What kind of times are these? Adrienne Rich’s poem comes to mind:
I’ve walked there picking mushrooms at the edge of dread, but don’t be fooled
this isn’t a Russian poem, this is not somewhere else but here,
our country moving closer to its own truth and dread,
its own ways of making people disappear.
I won’t tell you where the place is, the dark mesh of the woods
meeting the unmarked strip of light—
ghost-ridden crossroads, leafmold paradise:
I know already who wants to buy it, sell it, make it disappear.
And I won’t tell you where it is, so why do I tell you
anything? Because you still listen, because in times like these
to have you listen at all, it’s necessary
to talk about trees.
It is not just the trees, the land, villages, rivers, and fish that are disappearing at an alarming rate. So are people. Families of missing persons (mainly from Baluchistan, but increasingly journalists and young Pashtun men) continue their vigil outside press clubs in cities across Pakistan, plan long marches to the capital to demand the return of loved ones or their appearance in a court trial. In Karachi, informal settlements at Gujjarnala and Oranginala are being demolished, the people evicted, to make way for new developments. It is a universally established tale of land grabbing and dispossession. The Supreme Court has ordered a stay order until June 1.

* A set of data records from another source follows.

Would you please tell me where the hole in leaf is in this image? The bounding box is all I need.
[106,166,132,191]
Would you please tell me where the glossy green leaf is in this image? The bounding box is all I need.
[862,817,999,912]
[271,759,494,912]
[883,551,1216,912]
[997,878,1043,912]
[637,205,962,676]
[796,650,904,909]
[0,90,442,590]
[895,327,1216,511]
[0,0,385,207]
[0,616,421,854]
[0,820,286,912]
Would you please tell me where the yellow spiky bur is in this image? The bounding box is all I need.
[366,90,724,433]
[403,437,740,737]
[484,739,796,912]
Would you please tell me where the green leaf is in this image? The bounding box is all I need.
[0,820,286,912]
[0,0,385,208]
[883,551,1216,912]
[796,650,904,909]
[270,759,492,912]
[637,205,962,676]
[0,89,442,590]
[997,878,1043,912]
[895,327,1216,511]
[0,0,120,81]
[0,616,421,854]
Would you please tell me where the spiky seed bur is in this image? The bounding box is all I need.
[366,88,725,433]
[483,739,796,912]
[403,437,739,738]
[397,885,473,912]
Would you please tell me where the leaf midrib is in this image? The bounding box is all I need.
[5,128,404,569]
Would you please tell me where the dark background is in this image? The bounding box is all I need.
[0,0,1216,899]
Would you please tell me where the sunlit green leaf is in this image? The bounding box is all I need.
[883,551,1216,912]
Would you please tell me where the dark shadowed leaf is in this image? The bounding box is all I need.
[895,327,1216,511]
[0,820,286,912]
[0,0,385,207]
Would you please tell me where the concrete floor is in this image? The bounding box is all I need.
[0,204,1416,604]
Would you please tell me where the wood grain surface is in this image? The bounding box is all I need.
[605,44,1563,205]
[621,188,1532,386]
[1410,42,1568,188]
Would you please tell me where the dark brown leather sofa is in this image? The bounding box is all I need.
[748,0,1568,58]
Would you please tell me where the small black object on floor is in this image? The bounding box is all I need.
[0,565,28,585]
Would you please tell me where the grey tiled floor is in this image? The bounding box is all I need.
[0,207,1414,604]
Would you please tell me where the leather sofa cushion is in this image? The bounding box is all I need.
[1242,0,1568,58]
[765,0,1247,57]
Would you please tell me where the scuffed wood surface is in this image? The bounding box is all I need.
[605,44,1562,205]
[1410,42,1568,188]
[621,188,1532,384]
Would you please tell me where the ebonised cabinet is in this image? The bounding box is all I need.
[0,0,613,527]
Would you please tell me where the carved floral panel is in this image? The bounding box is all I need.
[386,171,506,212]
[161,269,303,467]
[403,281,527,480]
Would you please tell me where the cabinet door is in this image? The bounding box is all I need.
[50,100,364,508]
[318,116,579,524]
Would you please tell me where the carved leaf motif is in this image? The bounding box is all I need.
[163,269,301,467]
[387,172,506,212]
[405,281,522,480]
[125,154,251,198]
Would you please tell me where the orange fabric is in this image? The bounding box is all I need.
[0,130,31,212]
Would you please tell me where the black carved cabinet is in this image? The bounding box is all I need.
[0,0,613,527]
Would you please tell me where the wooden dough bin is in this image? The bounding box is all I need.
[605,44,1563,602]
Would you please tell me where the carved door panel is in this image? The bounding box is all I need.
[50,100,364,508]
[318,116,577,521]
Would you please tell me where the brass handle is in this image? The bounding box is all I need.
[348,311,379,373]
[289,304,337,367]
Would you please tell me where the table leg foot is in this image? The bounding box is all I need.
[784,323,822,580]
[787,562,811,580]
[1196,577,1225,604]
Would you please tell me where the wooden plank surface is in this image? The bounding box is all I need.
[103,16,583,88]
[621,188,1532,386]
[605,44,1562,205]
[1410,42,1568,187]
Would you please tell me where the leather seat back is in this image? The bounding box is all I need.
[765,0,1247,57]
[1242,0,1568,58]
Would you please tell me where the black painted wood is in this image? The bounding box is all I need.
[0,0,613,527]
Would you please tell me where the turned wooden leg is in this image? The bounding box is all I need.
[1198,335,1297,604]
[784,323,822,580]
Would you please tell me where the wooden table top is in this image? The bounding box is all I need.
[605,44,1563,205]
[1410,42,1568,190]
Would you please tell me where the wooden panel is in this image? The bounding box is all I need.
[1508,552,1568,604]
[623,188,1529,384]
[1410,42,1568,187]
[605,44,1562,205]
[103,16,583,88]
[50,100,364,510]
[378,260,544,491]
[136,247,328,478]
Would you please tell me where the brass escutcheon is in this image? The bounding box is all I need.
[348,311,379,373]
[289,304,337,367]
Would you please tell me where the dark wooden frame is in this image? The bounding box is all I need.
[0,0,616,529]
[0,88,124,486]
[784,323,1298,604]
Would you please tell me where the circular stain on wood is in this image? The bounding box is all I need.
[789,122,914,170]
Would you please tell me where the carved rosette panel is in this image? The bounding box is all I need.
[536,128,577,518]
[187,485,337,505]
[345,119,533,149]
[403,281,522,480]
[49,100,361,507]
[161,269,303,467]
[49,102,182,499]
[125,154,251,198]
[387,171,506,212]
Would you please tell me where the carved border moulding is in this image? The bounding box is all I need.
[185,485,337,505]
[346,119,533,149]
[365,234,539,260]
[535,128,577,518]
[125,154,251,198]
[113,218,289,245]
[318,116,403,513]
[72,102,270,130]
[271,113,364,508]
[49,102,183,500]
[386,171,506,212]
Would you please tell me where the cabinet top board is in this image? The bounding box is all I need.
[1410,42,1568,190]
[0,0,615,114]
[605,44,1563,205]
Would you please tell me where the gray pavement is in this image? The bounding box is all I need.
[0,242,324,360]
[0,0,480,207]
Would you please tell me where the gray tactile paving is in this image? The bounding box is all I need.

And so we wait, and watch. But solidarity is not a passive state of being. It is a ringing call to action. Demolitions in Karachi, demolitions in Sheikh Jarrah, and now Gaza being razed to the ground. I recall Mahmoud Darwish’s writing, poetry turned prose—broadcasting pain from Gaza.
The enemy may defeat Gaza. (The stormy sea might overwhelm a small island.)
They might cut down all her trees.
They might break her bones.
They might plant their tanks in the bellies of her women and children, or they might toss her into the sand, into the sea, into blood.
But:
Gaza will not repeat the lies.
Gaza will not say yes to the conquerors.
And she will continue to erupt.
It is not death, and it is not suicide, it is Gaza’s way of announcing she is worthy of life.